Make your own tool and open source it if you are going to be so mean. I would
never want to share my hard work with people who act this way.

------
myegorov
Related meetup:

UBER : Big Data Infrastructure and Machine Learning Platform
[https://www.meetup.com/SF-Big-
Analytics/events/257037259/](https://www.meetup.com/SF-Big-
Analytics/events/257037259/)

------
marcyb5st
Anyone working at Uber that can highlight the non trivial differences between
this pyML Michelangelo and Kubeflow? I am very interested in hearing first
hand opinions about pros and cons

------
typon
I wish my company was cool enough such that our internal tools (even if
they're technically complex) would be of interest to people :(

------
Michaelanjello
Who cares about this garbage if the tool isn't even open source? There are
lots of ML deployment tools that are open source. I know haters will downvote
my post, but it's the truth. If I can't actually fork and evaluate a tool, it
is hyped up garbage to me.

Meanwhile, here is a list of open source ML deployment packages:

[https://github.com/oracle/graphpipe](https://github.com/oracle/graphpipe)

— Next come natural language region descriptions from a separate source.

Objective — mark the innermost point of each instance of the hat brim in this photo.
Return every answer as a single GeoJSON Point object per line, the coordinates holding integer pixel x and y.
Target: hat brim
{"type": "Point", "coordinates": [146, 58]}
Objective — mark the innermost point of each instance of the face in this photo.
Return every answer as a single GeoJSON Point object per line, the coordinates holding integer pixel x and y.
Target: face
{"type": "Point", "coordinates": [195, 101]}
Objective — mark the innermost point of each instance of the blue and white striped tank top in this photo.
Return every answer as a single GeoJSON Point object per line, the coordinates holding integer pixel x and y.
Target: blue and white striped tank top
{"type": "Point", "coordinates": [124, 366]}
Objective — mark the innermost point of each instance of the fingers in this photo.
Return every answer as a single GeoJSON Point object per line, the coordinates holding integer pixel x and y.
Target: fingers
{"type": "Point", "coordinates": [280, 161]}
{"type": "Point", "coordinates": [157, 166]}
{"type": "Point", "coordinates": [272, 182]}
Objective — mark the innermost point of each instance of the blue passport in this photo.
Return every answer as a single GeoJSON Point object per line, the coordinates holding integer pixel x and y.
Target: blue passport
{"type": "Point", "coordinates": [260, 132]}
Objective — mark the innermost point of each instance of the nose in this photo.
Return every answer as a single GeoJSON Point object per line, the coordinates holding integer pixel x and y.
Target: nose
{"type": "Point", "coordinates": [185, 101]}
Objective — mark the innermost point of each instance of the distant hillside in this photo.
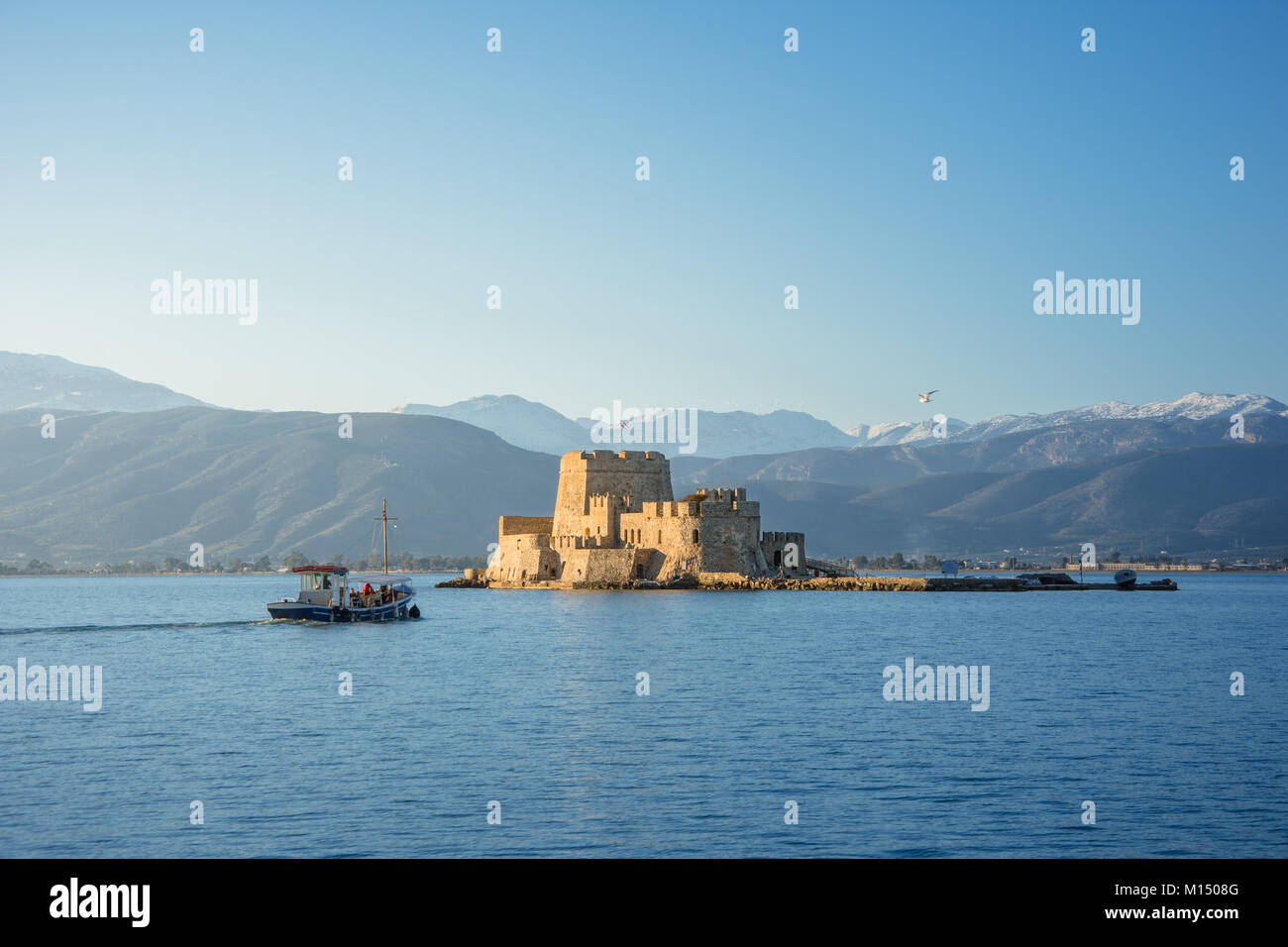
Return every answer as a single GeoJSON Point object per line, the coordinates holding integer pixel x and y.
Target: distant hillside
{"type": "Point", "coordinates": [717, 433]}
{"type": "Point", "coordinates": [55, 382]}
{"type": "Point", "coordinates": [119, 486]}
{"type": "Point", "coordinates": [1192, 407]}
{"type": "Point", "coordinates": [523, 423]}
{"type": "Point", "coordinates": [1188, 499]}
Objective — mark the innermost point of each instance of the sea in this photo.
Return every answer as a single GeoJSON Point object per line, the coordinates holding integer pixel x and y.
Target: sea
{"type": "Point", "coordinates": [536, 723]}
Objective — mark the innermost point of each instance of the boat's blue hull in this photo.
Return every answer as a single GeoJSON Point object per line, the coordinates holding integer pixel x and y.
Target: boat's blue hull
{"type": "Point", "coordinates": [303, 611]}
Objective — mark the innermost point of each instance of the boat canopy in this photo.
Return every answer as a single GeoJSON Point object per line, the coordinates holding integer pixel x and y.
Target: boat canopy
{"type": "Point", "coordinates": [376, 579]}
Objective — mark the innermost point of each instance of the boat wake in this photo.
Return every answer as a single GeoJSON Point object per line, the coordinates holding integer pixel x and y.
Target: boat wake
{"type": "Point", "coordinates": [134, 626]}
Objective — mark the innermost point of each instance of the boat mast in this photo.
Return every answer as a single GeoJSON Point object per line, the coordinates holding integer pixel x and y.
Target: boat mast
{"type": "Point", "coordinates": [384, 528]}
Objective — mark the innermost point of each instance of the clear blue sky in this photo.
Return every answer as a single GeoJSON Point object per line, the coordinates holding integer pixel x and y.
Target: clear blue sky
{"type": "Point", "coordinates": [518, 169]}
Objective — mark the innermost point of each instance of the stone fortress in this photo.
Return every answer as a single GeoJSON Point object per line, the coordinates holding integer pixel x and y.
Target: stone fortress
{"type": "Point", "coordinates": [617, 523]}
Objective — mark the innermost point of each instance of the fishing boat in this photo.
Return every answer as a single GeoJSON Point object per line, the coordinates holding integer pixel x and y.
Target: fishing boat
{"type": "Point", "coordinates": [331, 592]}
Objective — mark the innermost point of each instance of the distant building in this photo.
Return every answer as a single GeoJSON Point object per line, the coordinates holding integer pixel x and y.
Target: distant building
{"type": "Point", "coordinates": [616, 521]}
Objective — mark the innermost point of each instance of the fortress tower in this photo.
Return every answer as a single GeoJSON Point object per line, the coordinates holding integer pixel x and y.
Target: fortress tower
{"type": "Point", "coordinates": [616, 519]}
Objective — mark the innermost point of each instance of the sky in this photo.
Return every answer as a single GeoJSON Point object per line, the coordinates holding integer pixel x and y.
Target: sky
{"type": "Point", "coordinates": [767, 169]}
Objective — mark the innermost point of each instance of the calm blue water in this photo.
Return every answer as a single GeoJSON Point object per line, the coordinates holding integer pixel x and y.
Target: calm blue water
{"type": "Point", "coordinates": [528, 698]}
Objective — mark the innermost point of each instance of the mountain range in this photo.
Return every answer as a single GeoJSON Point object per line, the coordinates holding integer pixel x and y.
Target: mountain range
{"type": "Point", "coordinates": [54, 382]}
{"type": "Point", "coordinates": [150, 479]}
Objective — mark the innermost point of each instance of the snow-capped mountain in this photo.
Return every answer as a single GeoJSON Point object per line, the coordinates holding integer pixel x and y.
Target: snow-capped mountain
{"type": "Point", "coordinates": [901, 432]}
{"type": "Point", "coordinates": [1194, 406]}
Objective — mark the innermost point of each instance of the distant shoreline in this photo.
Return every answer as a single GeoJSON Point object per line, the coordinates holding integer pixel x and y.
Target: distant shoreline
{"type": "Point", "coordinates": [909, 574]}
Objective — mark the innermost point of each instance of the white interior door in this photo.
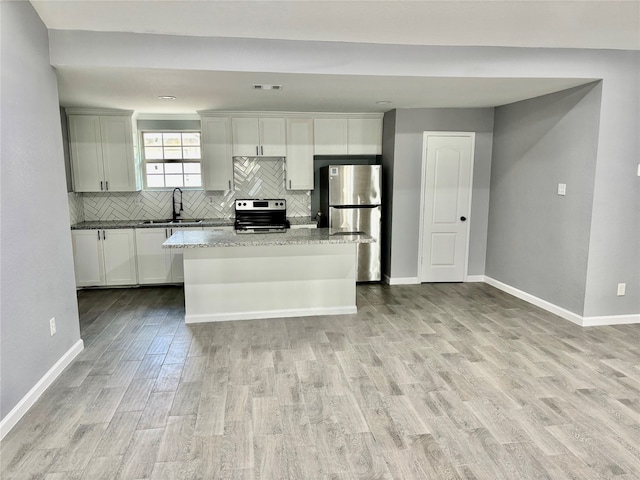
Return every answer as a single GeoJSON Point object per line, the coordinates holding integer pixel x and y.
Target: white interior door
{"type": "Point", "coordinates": [446, 187]}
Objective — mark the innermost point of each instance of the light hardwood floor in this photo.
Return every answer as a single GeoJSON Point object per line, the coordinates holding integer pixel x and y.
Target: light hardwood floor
{"type": "Point", "coordinates": [432, 381]}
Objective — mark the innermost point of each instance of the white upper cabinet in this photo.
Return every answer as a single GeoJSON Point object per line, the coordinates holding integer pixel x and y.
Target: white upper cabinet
{"type": "Point", "coordinates": [102, 155]}
{"type": "Point", "coordinates": [364, 136]}
{"type": "Point", "coordinates": [330, 136]}
{"type": "Point", "coordinates": [346, 135]}
{"type": "Point", "coordinates": [259, 137]}
{"type": "Point", "coordinates": [217, 158]}
{"type": "Point", "coordinates": [299, 159]}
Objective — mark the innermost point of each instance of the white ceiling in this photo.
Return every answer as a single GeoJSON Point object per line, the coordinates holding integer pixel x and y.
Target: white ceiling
{"type": "Point", "coordinates": [520, 23]}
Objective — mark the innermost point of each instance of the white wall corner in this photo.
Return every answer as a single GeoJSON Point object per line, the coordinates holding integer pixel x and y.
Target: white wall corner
{"type": "Point", "coordinates": [561, 312]}
{"type": "Point", "coordinates": [538, 302]}
{"type": "Point", "coordinates": [14, 416]}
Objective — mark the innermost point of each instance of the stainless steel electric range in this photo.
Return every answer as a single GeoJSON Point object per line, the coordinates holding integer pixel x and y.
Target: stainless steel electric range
{"type": "Point", "coordinates": [261, 216]}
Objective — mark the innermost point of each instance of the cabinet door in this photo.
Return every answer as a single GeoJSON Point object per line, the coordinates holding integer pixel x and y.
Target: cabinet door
{"type": "Point", "coordinates": [117, 154]}
{"type": "Point", "coordinates": [177, 264]}
{"type": "Point", "coordinates": [86, 153]}
{"type": "Point", "coordinates": [299, 160]}
{"type": "Point", "coordinates": [272, 137]}
{"type": "Point", "coordinates": [246, 142]}
{"type": "Point", "coordinates": [88, 257]}
{"type": "Point", "coordinates": [330, 136]}
{"type": "Point", "coordinates": [218, 229]}
{"type": "Point", "coordinates": [364, 136]}
{"type": "Point", "coordinates": [119, 256]}
{"type": "Point", "coordinates": [217, 159]}
{"type": "Point", "coordinates": [154, 262]}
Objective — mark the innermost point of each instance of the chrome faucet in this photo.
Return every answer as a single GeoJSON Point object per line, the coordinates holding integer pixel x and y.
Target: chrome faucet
{"type": "Point", "coordinates": [176, 214]}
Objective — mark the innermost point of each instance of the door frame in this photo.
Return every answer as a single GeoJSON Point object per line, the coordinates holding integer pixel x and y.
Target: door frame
{"type": "Point", "coordinates": [423, 182]}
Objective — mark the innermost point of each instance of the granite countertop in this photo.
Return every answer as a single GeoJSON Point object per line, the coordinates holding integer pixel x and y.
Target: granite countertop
{"type": "Point", "coordinates": [207, 222]}
{"type": "Point", "coordinates": [303, 236]}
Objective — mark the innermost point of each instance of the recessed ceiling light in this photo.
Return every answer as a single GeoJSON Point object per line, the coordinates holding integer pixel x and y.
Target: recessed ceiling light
{"type": "Point", "coordinates": [263, 86]}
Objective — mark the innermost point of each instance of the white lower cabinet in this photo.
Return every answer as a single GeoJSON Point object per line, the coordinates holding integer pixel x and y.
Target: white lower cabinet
{"type": "Point", "coordinates": [155, 263]}
{"type": "Point", "coordinates": [225, 228]}
{"type": "Point", "coordinates": [104, 257]}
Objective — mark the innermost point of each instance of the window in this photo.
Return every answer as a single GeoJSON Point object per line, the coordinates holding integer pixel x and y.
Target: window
{"type": "Point", "coordinates": [172, 159]}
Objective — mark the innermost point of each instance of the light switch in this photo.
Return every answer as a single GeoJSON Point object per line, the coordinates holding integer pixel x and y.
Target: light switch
{"type": "Point", "coordinates": [562, 189]}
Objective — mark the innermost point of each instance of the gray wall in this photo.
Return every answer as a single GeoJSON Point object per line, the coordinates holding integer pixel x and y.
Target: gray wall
{"type": "Point", "coordinates": [406, 162]}
{"type": "Point", "coordinates": [37, 280]}
{"type": "Point", "coordinates": [538, 241]}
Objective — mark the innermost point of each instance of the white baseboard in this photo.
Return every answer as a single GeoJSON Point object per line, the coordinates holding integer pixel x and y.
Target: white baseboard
{"type": "Point", "coordinates": [401, 280]}
{"type": "Point", "coordinates": [561, 312]}
{"type": "Point", "coordinates": [10, 420]}
{"type": "Point", "coordinates": [302, 312]}
{"type": "Point", "coordinates": [610, 320]}
{"type": "Point", "coordinates": [474, 278]}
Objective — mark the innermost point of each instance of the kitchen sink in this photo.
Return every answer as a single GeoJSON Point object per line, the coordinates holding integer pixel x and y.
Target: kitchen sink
{"type": "Point", "coordinates": [170, 221]}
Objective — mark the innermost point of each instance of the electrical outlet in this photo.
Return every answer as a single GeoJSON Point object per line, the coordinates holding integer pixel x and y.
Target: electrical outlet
{"type": "Point", "coordinates": [562, 189]}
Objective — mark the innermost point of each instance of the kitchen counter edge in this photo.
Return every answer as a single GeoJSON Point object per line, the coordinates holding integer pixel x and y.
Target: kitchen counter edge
{"type": "Point", "coordinates": [211, 222]}
{"type": "Point", "coordinates": [303, 236]}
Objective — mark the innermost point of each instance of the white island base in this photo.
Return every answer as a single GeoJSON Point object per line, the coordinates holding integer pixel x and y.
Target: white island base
{"type": "Point", "coordinates": [250, 282]}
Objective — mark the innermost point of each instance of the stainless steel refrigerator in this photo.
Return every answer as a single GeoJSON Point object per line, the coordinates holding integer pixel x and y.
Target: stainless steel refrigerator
{"type": "Point", "coordinates": [350, 201]}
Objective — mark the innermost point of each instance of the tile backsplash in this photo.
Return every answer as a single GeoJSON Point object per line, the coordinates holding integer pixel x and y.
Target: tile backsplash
{"type": "Point", "coordinates": [253, 177]}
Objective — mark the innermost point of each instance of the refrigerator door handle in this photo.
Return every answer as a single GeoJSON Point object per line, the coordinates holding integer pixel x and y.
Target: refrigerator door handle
{"type": "Point", "coordinates": [349, 207]}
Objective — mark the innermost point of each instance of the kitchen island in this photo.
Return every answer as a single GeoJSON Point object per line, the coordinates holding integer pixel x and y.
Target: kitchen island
{"type": "Point", "coordinates": [301, 272]}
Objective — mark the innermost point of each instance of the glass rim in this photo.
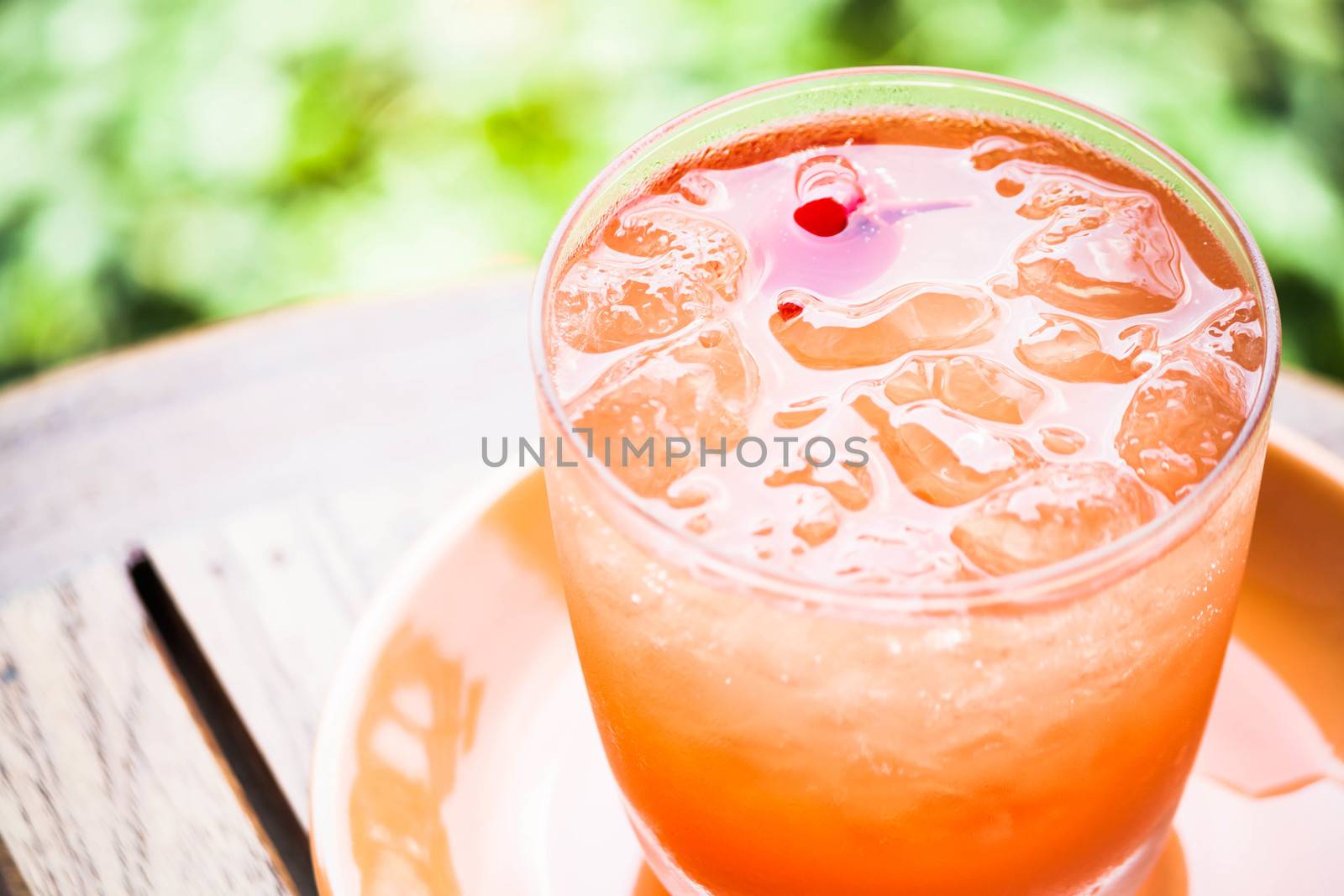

[https://github.com/eliorc/denzel](https://github.com/eliorc/denzel)

[https://github.com/tensorflow/serving](https://github.com/tensorflow/serving)

[https://github.com/ucbrise/clipper](https://github.com/ucbrise/clipper)

[https://github.com/DLHub-Argonne/dlhub_sdk](https://github.com/DLHub-
Argonne/dlhub_sdk)

[https://github.com/kubeflow/pipelines](https://github.com/kubeflow/pipelines)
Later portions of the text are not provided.